Sunday, September 16, 2007

Oject Lessons


I have been slammed lately. That's just all that I can say about it, slammed. When I haven't been working, I have been getting ready to work. I am planned and studied and managed and organized and I have had no time to write.

This has been made even more frustrating by the number of great ideas that have run past my mind the last week. I think that's what happens to great ideas. If I don't act on them immediately they run right past. They do not run through or they might leave a trace I could draw from. But no, they flit up, catch my attention and I say something like. not now I am too busy, and off they go never to be heard from again. Gosh, it's frustrating. My life is so darn fascinating, why don't I have time to record it all. I once thought about a voice recorder where I could say, note to self , and have a place to store ideas. But I know I would never listen to it and if I did I would think it was stupid.

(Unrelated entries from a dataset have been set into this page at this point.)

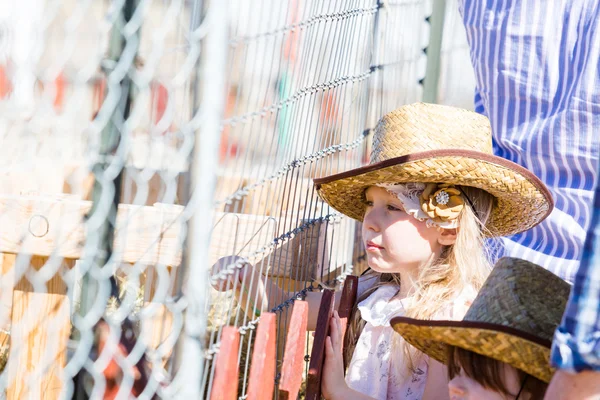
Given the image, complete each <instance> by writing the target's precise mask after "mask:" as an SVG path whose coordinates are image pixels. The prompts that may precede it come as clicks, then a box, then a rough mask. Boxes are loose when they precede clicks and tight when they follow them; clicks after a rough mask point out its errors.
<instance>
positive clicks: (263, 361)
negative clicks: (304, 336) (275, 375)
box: [247, 313, 277, 400]
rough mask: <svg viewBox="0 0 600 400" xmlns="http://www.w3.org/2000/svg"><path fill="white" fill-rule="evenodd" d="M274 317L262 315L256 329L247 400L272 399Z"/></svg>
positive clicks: (275, 331) (274, 339) (276, 332)
mask: <svg viewBox="0 0 600 400" xmlns="http://www.w3.org/2000/svg"><path fill="white" fill-rule="evenodd" d="M276 319H277V317H276V315H275V314H274V313H263V314H261V316H260V321H259V322H258V328H257V329H256V339H255V340H254V349H253V351H252V363H251V365H250V376H249V378H248V397H247V399H248V400H261V399H271V398H273V391H274V389H275V341H276V339H277V332H276V330H275V323H276Z"/></svg>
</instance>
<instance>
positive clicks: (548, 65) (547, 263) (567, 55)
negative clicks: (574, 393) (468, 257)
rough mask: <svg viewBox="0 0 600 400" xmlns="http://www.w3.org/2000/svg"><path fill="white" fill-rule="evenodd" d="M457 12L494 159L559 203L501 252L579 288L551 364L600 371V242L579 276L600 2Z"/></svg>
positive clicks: (593, 204)
mask: <svg viewBox="0 0 600 400" xmlns="http://www.w3.org/2000/svg"><path fill="white" fill-rule="evenodd" d="M460 12H461V14H462V17H463V20H464V24H465V27H466V31H467V39H468V42H469V47H470V52H471V61H472V63H473V66H474V70H475V80H476V93H475V109H476V111H478V112H480V113H482V114H485V115H487V116H488V117H489V119H490V122H491V124H492V132H493V141H494V151H495V153H496V154H497V155H499V156H502V157H505V158H507V159H509V160H512V161H514V162H516V163H518V164H520V165H523V166H524V167H526V168H527V169H529V170H531V171H533V172H534V173H535V174H536V175H537V176H538V177H539V178H540V179H541V180H542V181H543V182H544V183H545V184H546V185H547V186H548V188H549V189H550V191H551V192H552V194H553V196H554V199H555V209H554V211H553V212H552V214H551V215H550V216H549V217H548V218H547V219H546V220H545V221H544V222H542V223H541V224H540V225H538V226H537V227H535V228H533V229H531V230H529V231H527V232H524V233H521V234H518V235H514V236H512V237H509V238H504V239H503V241H504V248H505V249H504V252H505V254H506V255H510V256H513V257H520V258H524V259H527V260H530V261H532V262H534V263H536V264H539V265H542V266H544V267H545V268H547V269H548V270H550V271H552V272H554V273H555V274H557V275H558V276H560V277H562V278H564V279H565V280H567V281H569V282H573V281H574V282H575V285H574V287H573V290H572V293H571V298H570V300H569V304H568V306H567V311H566V313H565V317H564V320H563V323H562V325H561V327H560V328H559V329H558V330H557V332H556V336H555V340H554V344H553V346H554V347H553V362H554V364H555V365H556V366H557V367H558V368H561V369H565V370H572V371H577V370H582V369H596V370H600V260H599V259H597V258H598V257H600V244H598V243H597V242H598V240H600V239H598V237H596V239H594V238H590V239H589V240H593V241H594V243H595V244H594V246H595V247H592V245H591V244H590V245H589V246H588V247H589V248H590V253H589V254H586V256H585V257H584V259H583V263H582V266H581V268H580V269H579V271H578V267H579V260H580V259H581V258H582V253H583V248H584V241H585V237H586V231H587V230H588V229H589V228H590V226H591V221H592V216H593V214H594V204H593V203H594V192H595V191H596V190H597V188H598V157H599V152H600V2H599V1H597V0H460ZM598 207H600V206H598ZM595 212H596V213H600V209H596V211H595ZM596 218H598V221H599V222H600V215H599V216H596ZM594 228H595V226H592V229H591V231H590V232H593V230H594ZM596 229H598V228H596ZM597 234H600V232H597ZM592 248H593V249H594V250H595V252H596V253H594V251H592V250H591V249H592ZM594 261H595V264H594Z"/></svg>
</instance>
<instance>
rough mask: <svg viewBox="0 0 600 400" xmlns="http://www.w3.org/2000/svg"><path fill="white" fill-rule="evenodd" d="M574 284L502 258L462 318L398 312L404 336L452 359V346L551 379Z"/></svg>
mask: <svg viewBox="0 0 600 400" xmlns="http://www.w3.org/2000/svg"><path fill="white" fill-rule="evenodd" d="M569 291H570V285H569V284H568V283H567V282H565V281H563V280H562V279H560V278H559V277H557V276H556V275H554V274H552V273H551V272H548V271H547V270H545V269H544V268H542V267H539V266H537V265H535V264H532V263H530V262H528V261H525V260H520V259H516V258H502V259H500V261H498V263H497V264H496V266H495V267H494V269H492V272H491V273H490V276H489V277H488V279H487V280H486V282H485V283H484V285H483V287H482V288H481V290H480V291H479V294H478V295H477V297H476V298H475V300H473V304H472V305H471V307H470V308H469V311H467V313H466V315H465V318H464V319H463V320H462V321H431V320H429V321H428V320H418V319H413V318H406V317H396V318H393V319H392V320H391V325H392V327H393V328H394V330H395V331H396V332H398V333H399V334H400V335H402V337H404V339H405V340H406V341H407V342H408V343H410V344H411V345H413V346H415V347H416V348H417V349H419V350H420V351H422V352H423V353H425V354H427V355H428V356H430V357H433V358H435V359H436V360H438V361H440V362H442V363H444V364H446V363H447V358H446V357H447V353H446V352H447V346H448V345H450V346H456V347H460V348H462V349H465V350H469V351H473V352H475V353H478V354H481V355H484V356H487V357H490V358H493V359H496V360H499V361H502V362H505V363H507V364H510V365H512V366H513V367H515V368H518V369H520V370H522V371H524V372H526V373H528V374H529V375H532V376H535V377H536V378H538V379H541V380H542V381H544V382H550V378H551V377H552V374H553V372H554V370H553V369H552V368H551V367H550V345H551V343H552V337H553V334H554V330H555V329H556V327H557V326H558V324H559V323H560V321H561V317H562V314H563V312H564V310H565V307H566V304H567V300H568V298H569Z"/></svg>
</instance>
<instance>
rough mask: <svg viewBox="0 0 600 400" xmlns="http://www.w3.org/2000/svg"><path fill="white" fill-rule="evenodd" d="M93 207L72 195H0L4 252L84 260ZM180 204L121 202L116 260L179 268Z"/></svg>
mask: <svg viewBox="0 0 600 400" xmlns="http://www.w3.org/2000/svg"><path fill="white" fill-rule="evenodd" d="M91 205H92V203H91V202H89V201H84V200H79V199H76V198H74V197H73V196H0V252H2V253H13V254H17V253H26V254H36V255H39V256H44V257H49V256H50V255H52V254H54V255H56V256H60V257H63V258H68V259H78V258H81V256H82V252H83V244H84V243H85V239H86V238H85V236H86V233H85V226H84V223H83V221H84V218H85V216H86V214H87V213H88V212H89V211H90V209H91ZM182 212H183V207H182V206H175V205H164V204H155V205H154V206H152V207H149V206H137V205H130V204H120V205H119V211H118V214H117V228H116V237H115V254H114V257H116V259H115V261H116V262H128V263H136V262H141V263H144V264H162V265H169V266H176V265H179V264H180V262H181V243H180V241H181V237H180V235H181V229H180V228H181V225H180V224H181V221H180V220H179V216H180V215H181V213H182Z"/></svg>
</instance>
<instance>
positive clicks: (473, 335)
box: [391, 317, 554, 382]
mask: <svg viewBox="0 0 600 400" xmlns="http://www.w3.org/2000/svg"><path fill="white" fill-rule="evenodd" d="M391 325H392V327H393V328H394V330H395V331H396V332H397V333H399V334H400V335H401V336H402V337H403V338H404V340H406V342H407V343H409V344H411V345H412V346H414V347H416V348H417V349H418V350H420V351H421V352H423V353H425V354H427V355H428V356H430V357H432V358H434V359H436V360H438V361H439V362H441V363H443V364H448V359H447V353H446V352H447V346H456V347H460V348H462V349H465V350H469V351H472V352H475V353H478V354H481V355H483V356H486V357H490V358H493V359H495V360H498V361H502V362H504V363H507V364H509V365H511V366H513V367H515V368H518V369H520V370H521V371H524V372H526V373H528V374H529V375H532V376H534V377H536V378H538V379H540V380H542V381H544V382H550V379H551V378H552V375H553V374H554V369H553V368H552V367H550V345H551V343H550V341H548V340H545V339H542V338H539V337H536V336H534V335H531V334H528V333H526V332H521V331H519V330H517V329H514V328H510V327H507V326H504V325H497V324H490V323H484V322H471V321H431V320H417V319H413V318H406V317H396V318H393V319H392V320H391Z"/></svg>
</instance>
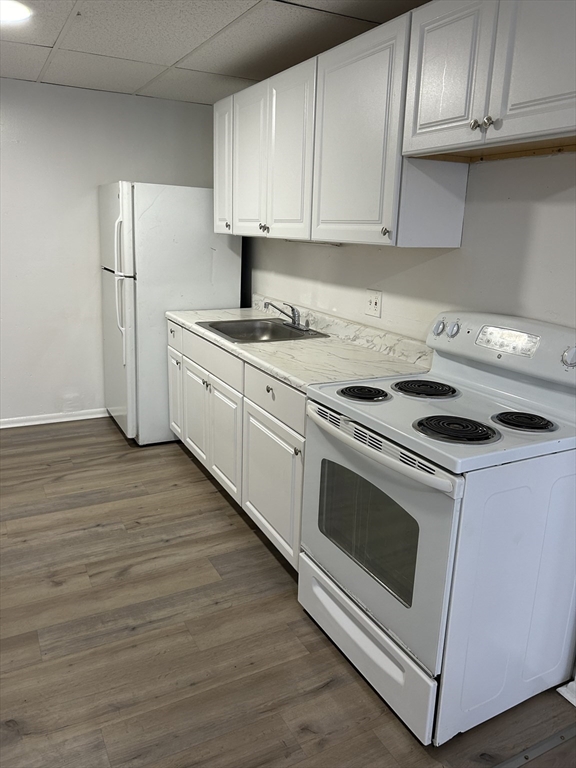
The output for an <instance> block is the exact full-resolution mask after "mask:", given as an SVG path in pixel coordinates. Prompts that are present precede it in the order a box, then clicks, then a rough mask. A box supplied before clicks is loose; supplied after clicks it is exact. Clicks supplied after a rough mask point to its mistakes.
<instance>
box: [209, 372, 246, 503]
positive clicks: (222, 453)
mask: <svg viewBox="0 0 576 768" xmlns="http://www.w3.org/2000/svg"><path fill="white" fill-rule="evenodd" d="M208 392H209V408H208V469H209V470H210V472H212V474H213V475H214V477H215V478H216V479H217V480H219V481H220V483H221V484H222V485H223V486H224V488H225V489H226V490H227V491H228V493H229V494H230V496H232V498H233V499H235V500H236V501H237V502H238V503H240V502H241V480H242V405H243V403H242V401H243V397H242V395H241V394H240V392H236V390H235V389H232V387H229V386H228V385H227V384H224V382H223V381H220V379H217V378H216V377H215V376H210V379H209V383H208Z"/></svg>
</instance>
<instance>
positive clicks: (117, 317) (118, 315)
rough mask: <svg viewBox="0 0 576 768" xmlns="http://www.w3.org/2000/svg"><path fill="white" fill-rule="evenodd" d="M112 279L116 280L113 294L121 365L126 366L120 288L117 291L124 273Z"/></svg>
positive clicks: (125, 340)
mask: <svg viewBox="0 0 576 768" xmlns="http://www.w3.org/2000/svg"><path fill="white" fill-rule="evenodd" d="M114 280H115V282H116V285H115V288H116V290H115V294H116V297H115V298H116V325H117V326H118V330H119V331H120V333H121V334H122V365H123V366H124V367H126V328H125V327H124V322H123V321H124V318H123V315H124V302H123V301H122V313H120V301H121V298H120V297H121V290H120V291H119V290H118V288H120V289H122V285H123V283H124V275H114Z"/></svg>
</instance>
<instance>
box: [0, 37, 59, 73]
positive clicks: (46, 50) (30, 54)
mask: <svg viewBox="0 0 576 768" xmlns="http://www.w3.org/2000/svg"><path fill="white" fill-rule="evenodd" d="M51 50H52V49H51V48H43V47H41V46H39V45H26V44H25V43H11V42H3V43H2V45H0V77H12V78H14V79H15V80H36V78H37V77H38V75H39V74H40V72H41V70H42V67H43V66H44V64H45V63H46V59H47V58H48V55H49V53H50V51H51Z"/></svg>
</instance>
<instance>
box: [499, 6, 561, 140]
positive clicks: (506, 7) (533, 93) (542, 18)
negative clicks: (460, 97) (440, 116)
mask: <svg viewBox="0 0 576 768" xmlns="http://www.w3.org/2000/svg"><path fill="white" fill-rule="evenodd" d="M488 115H489V116H490V117H491V118H492V119H493V120H494V124H493V125H492V126H490V127H489V128H488V129H487V131H486V143H490V144H495V143H498V142H499V141H510V140H511V139H521V138H530V137H532V136H550V135H554V134H561V133H571V132H572V133H573V132H574V130H575V127H576V3H575V2H574V0H546V2H542V0H506V2H501V3H500V14H499V16H498V36H497V38H496V51H495V58H494V72H493V76H492V88H491V92H490V102H489V108H488Z"/></svg>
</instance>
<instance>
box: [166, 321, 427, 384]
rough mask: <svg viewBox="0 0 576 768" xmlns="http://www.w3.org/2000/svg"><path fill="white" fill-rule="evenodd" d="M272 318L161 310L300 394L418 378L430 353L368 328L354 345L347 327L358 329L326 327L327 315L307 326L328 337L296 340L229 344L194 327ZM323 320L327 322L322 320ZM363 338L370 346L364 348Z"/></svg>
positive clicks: (178, 321) (412, 341) (359, 326)
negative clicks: (345, 331)
mask: <svg viewBox="0 0 576 768" xmlns="http://www.w3.org/2000/svg"><path fill="white" fill-rule="evenodd" d="M277 316H278V313H277V312H274V313H268V312H263V311H262V310H259V309H254V308H253V309H206V310H200V311H191V310H188V311H184V310H182V311H174V312H166V317H167V318H168V319H169V320H172V321H173V322H174V323H177V324H178V325H181V326H182V327H184V328H187V329H189V330H190V331H192V332H193V333H196V334H197V335H198V336H201V337H203V338H205V339H207V340H208V341H211V342H212V343H213V344H215V345H216V346H218V347H222V348H223V349H226V350H227V351H228V352H231V353H232V354H233V355H236V356H237V357H239V358H240V359H242V360H244V361H245V362H247V363H249V364H250V365H253V366H255V367H256V368H259V369H260V370H262V371H265V372H266V373H269V374H270V375H271V376H274V377H275V378H277V379H279V380H280V381H283V382H285V383H286V384H290V385H291V386H293V387H295V388H296V389H300V390H302V391H306V387H307V386H308V385H309V384H318V383H322V382H329V381H348V380H354V379H369V378H376V377H380V376H401V375H405V374H406V375H409V374H418V373H422V372H424V371H427V370H428V369H429V368H430V350H428V348H427V347H426V345H425V344H424V343H423V342H419V341H416V340H414V339H405V338H403V337H401V336H398V335H397V334H390V333H387V332H385V331H380V330H379V329H373V334H372V336H370V334H368V337H367V336H366V334H364V336H363V339H362V340H361V341H359V342H356V343H355V342H353V341H350V340H348V338H354V337H355V336H359V335H361V334H359V333H357V332H355V331H353V328H364V327H363V326H355V325H354V324H353V323H349V322H348V321H342V320H339V319H338V318H334V323H333V324H331V323H330V319H331V318H330V316H327V315H324V316H322V317H320V316H318V315H314V316H313V319H312V320H311V322H310V325H311V327H312V328H314V329H316V330H319V331H322V332H323V333H331V329H333V330H332V333H331V335H330V337H329V338H310V339H302V340H297V341H279V342H265V343H243V344H242V343H234V342H231V341H228V340H227V339H224V338H222V337H221V336H218V335H217V334H215V333H211V332H210V331H209V330H208V329H207V328H201V327H200V326H198V325H196V323H197V322H200V321H206V320H208V321H210V320H238V319H246V318H260V317H267V318H270V317H277ZM325 318H329V319H328V321H327V320H326V319H325ZM304 319H305V316H303V320H304ZM315 321H316V322H315ZM343 329H344V330H345V331H346V334H347V336H348V338H342V337H341V336H337V335H333V333H334V330H337V331H339V332H340V334H342V335H344V334H343ZM367 338H369V339H370V342H369V343H370V344H371V346H368V345H367V341H366V339H367ZM375 339H376V341H375ZM376 346H378V347H379V348H375V347H376Z"/></svg>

In addition to getting these great ideas I have become fascinated with object lessons. This was pointed out to me over the weekend. I took a flight home from a class and had a wonderful time watching the world outside the plane. A discussion about the clouds and how pretty they were followed the flight and my co-worker remarked that I was no doubt already thinking of an object lesson. I absolutely had been thinking the entire flight about object lessons. I didn't ever bother to pretend anything else. I have become a walking illustration. I am always looking for something that makes a point. I have become Andy Rooney or Andy Griffith or some Andy, always telling a story to make a point. I think this is scary.

I am very much afraid that one day I will end up on a porch, on a rocker, underneath a lap blanket, telling people object lessons. They will say nice things about me in my hearing and not so nice things outside of that. There will be a large path cut around my house by those who do not have an hour to come listen to me. Worse still I will become a repeater. I will tell the folks who stop the same object lessons over and over, sure I haven't told them yet. I will think I am profound only I will be superfluous. This must be avoided at all cost.

So I am going to try to stop looking at everything as a lesson in the making and just enjoy the moment. If something worth while occurs and it's useful we will just say thank you and move on. And if God in his infinite wisdom is sending me raw material to be used to further the kingdom, I am sure he will give me the opportunity to deliver the lesson without wondering what every thing that happens to me means.

So even though the geese and the clouds and the topography of farm country is excellent materials, I am intentionally not giving you the object lesson. We will let that settle until it naturally evolves into a great piece or flits past leaving nothing behind. Patience is a virtue and all that other stuff. Let that be a lesson to you!